Task-Focused Caption Hypothesis
Descriptions specifically tailored to focus on visual features directly related to geometric problem-solving will more effectively improve model reasoning capabilities compared to general image descriptions.
Proposed Model
Our proposed model extends the classic perception-reasoning split into an iterative three-component loop: Planner → VQA → Belief-state reasoning.

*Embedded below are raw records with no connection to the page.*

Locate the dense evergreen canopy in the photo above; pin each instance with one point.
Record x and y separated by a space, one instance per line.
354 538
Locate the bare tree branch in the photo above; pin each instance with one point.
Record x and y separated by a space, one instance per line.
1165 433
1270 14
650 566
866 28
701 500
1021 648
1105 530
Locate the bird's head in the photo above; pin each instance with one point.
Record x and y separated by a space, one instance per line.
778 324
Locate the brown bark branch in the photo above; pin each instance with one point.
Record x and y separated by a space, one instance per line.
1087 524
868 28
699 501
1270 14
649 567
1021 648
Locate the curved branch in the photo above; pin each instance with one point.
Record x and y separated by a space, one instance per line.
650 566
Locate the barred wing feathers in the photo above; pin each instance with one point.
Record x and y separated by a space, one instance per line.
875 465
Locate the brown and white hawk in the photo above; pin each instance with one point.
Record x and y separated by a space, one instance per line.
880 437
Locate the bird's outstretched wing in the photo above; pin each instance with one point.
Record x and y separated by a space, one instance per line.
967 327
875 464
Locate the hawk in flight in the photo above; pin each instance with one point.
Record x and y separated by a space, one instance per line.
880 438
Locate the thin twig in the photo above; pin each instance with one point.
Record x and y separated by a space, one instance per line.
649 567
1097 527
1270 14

The system can actively request missing geometric facts before committing to a final answer.
Pipeline Components
Planner LM
Generates follow-up queries based on the question and previous Q/A log
VQA Model
Answers queries about the diagram, extracting visual facts
Belief-state Builder
Maintains a structured transcript of all Q/A pairs for reasoning
Reasoner LM
Produces final answer with chain-of-thought reasoning
Model Configurations Tested
| Pipeline | Planner | VQA | Reasoner |
|---|---|---|---|
| P-1 | Mathstral-7B-v0.1 | InternLM-XC2-VL-7B | Mathstral-7B-v0.1 |
| P-2 | Qwen-Chat-7B | Qwen-VL-Chat | Qwen-Chat-7B |
| P-3 | GPT-3.5-Turbo | GPT-4o-VQA | GPT-3.5-Turbo |
| P-4 | GPT-4o (text) | GPT-4o (vision) | GPT-4o (text) |
Results
Key Findings
GPT-4o Pipeline Accuracy
Full GPT-4o pipeline achieved 40% accuracy with 4.00 CoT reasoning score and 2.86 description score
Open-Weights Performance
Qwen→Qwen pipeline reached 34% accuracy, strongest open-weights alternative
Description Quality Improvement
Iterative pipeline doubled baseline description quality scores
Baseline Comparison
Proposed Models
Analysis & Limitations
Key Insights
- •Targeted visual querying, not larger language models alone, is the critical driver of geometric reasoning performance
- •The iterative pipeline successfully reduces uncertainty by actively requesting missing information
- •Chain-of-thought coherence scores correlate strongly with final accuracy
Identified Limitations
Meaningful Queries, Poor VQA Answers
The planner generates relevant questions, but VQA modules often provide incorrect responses, especially for fine-grained spatial cues.
Hallucinated Geometric Relationships
VQA models frequently conflate inscribed with central angles, mistake perpendicular distances for radii, and misidentify baselines.
No Contradiction Resolution
The system lacks mechanisms to detect or resolve inconsistent facts, allowing contradictions to accumulate.
Dataset Gaps
Ground-truth annotations often omit implicit geometric constraints, limiting model training effectiveness.
Future Work
Memory-Aware Retrieval
Build a structured memory module to store Q-A pairs, enabling retrieval, updates, and contradiction resolution before reasoning.
Adaptive Query Stopping
Monitor VQA uncertainty to halt question generation when marginal information gain is low, reducing inference costs.
VQA Fine-tuning
Fine-tune VQA models on re-annotated datasets with explicit tags for angles, lengths, and spatial relationships.
Prompt Refinement Loop
Use LLMs to rewrite queries for clarity and geometric specificity before VQA processing.